I felt that familiar anger bubbling to the surface. Followed by hate. For the circumstances that got him here. For the current situation. For the people along the way who made him feel as though he may be a burden.

For the overnight aide who complained that she had to get off her ass and off her phone and walk into his room each time he called because he couldn’t get comfortable himself, because he needed her to adjust his pillows or fix his legs or rub his ankles.

This had better be the last time you call me, she said to him that night. I’m done coming in here. I will call your mother down and she’ll be very angry.

She’s right. I would have been furious. But not with him. Never with him. When he told me the next day what happened, I made sure she didn’t come back again. It’s your job, I said to her. It’s why you’re here overnight, getting paid. If he calls you 50 times an hour you need to tend to him 50 times an hour. How is he going to get comfortable by himself with only one arm that works? He depends on you.

He can’t toss and turn. He can’t adjust his head pillow. He can’t do the things everyone else does in order to find that place, that comfortable place where sleep eventually comes. He can’t go to the bathroom without calling someone. He can’t pick up something that falls. He can’t survive without help.

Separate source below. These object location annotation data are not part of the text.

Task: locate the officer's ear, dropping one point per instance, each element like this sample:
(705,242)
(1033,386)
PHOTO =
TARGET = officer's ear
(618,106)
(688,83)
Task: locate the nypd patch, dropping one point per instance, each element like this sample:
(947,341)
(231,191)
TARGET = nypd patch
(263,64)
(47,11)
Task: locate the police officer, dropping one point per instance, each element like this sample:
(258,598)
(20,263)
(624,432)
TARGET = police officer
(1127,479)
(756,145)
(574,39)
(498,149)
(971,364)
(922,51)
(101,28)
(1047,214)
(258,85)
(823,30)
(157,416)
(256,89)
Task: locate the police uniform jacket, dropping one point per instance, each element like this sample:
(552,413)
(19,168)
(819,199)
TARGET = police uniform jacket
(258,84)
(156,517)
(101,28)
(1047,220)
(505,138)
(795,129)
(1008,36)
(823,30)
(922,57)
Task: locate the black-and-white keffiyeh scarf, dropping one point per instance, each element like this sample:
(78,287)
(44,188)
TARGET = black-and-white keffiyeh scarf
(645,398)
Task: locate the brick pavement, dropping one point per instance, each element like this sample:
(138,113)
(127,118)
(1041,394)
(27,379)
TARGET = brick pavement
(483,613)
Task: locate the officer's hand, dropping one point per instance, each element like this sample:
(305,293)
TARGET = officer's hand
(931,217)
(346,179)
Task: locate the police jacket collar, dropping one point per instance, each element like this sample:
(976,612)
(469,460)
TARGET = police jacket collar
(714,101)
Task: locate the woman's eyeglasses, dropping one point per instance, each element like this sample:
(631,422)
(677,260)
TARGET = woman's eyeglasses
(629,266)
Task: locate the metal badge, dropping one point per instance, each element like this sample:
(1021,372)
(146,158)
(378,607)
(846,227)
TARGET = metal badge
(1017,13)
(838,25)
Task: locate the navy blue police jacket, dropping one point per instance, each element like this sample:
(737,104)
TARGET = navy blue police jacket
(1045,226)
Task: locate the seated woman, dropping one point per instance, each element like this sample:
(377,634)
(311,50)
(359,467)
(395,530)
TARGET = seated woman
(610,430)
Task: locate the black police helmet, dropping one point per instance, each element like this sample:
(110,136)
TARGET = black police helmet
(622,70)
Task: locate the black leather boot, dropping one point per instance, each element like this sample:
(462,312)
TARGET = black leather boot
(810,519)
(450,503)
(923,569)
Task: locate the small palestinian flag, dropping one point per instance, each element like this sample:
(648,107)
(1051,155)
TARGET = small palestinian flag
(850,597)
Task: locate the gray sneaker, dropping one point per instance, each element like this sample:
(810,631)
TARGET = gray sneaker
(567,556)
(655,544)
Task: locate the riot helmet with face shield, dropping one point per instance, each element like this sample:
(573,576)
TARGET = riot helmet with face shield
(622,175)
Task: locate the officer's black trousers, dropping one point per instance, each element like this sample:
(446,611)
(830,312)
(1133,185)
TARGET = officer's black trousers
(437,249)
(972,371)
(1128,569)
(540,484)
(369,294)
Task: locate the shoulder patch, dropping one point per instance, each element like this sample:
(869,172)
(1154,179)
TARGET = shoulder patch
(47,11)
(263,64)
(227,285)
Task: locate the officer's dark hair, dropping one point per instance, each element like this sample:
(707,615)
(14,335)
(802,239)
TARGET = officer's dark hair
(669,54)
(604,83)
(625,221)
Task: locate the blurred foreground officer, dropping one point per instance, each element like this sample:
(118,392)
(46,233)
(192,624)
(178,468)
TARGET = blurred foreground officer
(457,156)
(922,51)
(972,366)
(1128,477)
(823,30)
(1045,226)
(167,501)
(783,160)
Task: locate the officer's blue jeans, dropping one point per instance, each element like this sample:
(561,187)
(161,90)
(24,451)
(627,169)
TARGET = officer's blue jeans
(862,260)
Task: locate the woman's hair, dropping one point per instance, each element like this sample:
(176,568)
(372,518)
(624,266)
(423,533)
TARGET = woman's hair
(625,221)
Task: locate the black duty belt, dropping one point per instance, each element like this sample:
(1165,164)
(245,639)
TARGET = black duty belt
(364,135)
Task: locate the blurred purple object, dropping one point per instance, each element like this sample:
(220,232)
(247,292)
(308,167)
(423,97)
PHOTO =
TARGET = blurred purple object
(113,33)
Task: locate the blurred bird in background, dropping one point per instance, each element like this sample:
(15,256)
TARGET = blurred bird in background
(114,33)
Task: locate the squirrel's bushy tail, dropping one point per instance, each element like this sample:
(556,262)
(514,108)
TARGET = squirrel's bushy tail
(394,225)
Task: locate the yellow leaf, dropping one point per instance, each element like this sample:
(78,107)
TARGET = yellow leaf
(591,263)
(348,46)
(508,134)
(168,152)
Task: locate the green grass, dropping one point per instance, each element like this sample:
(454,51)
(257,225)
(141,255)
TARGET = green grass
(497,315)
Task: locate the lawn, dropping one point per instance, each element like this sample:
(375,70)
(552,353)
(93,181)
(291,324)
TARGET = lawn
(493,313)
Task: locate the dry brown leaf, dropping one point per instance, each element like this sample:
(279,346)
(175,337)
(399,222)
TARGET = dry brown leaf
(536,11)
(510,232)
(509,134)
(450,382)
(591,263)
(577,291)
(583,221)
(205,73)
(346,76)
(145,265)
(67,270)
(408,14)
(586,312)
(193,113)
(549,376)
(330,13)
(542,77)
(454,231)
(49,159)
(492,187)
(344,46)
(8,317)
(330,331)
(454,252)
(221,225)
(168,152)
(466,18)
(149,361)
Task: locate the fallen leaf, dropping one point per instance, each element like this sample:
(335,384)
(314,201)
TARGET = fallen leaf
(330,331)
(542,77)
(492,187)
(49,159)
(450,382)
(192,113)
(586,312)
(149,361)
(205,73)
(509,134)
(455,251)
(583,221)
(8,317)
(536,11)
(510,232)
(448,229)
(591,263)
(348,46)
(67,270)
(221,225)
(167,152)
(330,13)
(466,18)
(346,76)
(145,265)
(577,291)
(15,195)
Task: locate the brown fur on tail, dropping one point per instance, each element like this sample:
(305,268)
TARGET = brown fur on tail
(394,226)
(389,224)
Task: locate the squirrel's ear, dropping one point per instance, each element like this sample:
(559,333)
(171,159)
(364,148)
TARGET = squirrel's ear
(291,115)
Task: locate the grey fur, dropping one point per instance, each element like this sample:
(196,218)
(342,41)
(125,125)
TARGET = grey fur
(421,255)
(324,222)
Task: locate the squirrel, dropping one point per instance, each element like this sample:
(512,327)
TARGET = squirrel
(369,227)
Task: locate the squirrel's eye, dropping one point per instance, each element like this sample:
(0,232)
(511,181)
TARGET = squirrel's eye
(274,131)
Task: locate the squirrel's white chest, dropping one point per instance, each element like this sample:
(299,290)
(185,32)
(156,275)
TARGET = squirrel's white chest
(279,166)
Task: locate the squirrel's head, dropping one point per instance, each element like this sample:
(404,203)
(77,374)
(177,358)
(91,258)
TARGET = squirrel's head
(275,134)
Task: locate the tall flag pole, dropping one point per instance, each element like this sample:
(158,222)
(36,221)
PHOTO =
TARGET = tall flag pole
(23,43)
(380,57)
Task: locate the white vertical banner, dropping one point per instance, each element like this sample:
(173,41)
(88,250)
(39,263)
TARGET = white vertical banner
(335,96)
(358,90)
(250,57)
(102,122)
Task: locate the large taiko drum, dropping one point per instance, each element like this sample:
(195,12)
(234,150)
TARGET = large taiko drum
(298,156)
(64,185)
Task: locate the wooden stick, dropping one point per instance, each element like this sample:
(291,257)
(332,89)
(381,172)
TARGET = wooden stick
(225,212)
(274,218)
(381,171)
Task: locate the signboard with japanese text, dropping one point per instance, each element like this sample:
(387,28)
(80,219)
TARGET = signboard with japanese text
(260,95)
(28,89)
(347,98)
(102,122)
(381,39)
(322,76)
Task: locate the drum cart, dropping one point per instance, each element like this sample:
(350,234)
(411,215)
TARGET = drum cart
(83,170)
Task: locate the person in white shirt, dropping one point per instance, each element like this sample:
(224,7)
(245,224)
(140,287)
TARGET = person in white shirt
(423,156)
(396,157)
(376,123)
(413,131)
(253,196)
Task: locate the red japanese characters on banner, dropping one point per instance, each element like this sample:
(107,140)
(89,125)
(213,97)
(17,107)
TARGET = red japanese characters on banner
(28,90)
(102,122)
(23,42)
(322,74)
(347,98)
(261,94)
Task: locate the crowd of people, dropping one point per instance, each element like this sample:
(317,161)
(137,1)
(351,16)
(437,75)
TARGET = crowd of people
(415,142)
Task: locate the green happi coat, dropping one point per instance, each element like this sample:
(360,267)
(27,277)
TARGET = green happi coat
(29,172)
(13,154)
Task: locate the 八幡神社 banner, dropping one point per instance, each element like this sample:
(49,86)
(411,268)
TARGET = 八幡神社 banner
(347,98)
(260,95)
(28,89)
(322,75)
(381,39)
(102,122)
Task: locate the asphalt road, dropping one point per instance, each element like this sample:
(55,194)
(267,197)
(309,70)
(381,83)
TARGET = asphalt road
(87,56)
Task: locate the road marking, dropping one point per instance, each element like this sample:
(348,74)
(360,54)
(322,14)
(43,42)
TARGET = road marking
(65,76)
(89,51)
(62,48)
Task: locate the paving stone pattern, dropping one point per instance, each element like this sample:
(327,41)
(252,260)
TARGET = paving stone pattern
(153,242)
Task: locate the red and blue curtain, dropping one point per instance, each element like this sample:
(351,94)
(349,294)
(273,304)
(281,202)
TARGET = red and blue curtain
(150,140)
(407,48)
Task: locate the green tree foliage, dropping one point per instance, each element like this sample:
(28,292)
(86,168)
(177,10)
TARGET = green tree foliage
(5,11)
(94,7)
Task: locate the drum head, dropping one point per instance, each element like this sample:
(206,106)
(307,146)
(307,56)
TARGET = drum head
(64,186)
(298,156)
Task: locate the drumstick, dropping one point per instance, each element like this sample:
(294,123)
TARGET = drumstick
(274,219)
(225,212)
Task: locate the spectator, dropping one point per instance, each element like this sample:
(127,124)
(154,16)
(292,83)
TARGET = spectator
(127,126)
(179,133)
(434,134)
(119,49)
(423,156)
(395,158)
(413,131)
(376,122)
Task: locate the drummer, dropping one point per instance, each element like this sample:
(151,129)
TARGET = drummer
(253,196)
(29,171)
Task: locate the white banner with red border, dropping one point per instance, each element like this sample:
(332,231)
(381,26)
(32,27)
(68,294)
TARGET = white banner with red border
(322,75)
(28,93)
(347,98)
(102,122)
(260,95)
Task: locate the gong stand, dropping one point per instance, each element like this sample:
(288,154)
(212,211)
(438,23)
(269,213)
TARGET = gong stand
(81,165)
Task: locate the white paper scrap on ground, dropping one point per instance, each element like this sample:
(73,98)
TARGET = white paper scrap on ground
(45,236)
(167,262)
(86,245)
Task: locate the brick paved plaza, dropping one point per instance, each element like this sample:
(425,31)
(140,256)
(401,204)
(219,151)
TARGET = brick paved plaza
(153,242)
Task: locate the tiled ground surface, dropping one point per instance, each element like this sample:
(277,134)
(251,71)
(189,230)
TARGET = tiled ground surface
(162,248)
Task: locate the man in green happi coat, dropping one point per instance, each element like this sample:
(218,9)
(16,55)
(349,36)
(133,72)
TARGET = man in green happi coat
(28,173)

What can it be like not to be able to move? Not to be able to do anything independently? To lie in the dark at night hoping someone is at the other end of the monitor, awake, in case he needs to pee, to move, to vomit, to scratch an itch, to turn over. Sometimes I think he calls excessively at night while heading off to slumber just to make sure someone is there. To make sure they hear him. Because he’s scared. He’s scared no one will answer.

Behind that smile, that good nature, that humor, are real fears of being alone. Of being a burden. Of being afraid to upset the caregivers lest the caregivers stop caring. Even the caregivers that he knows love him unconditionally and forever.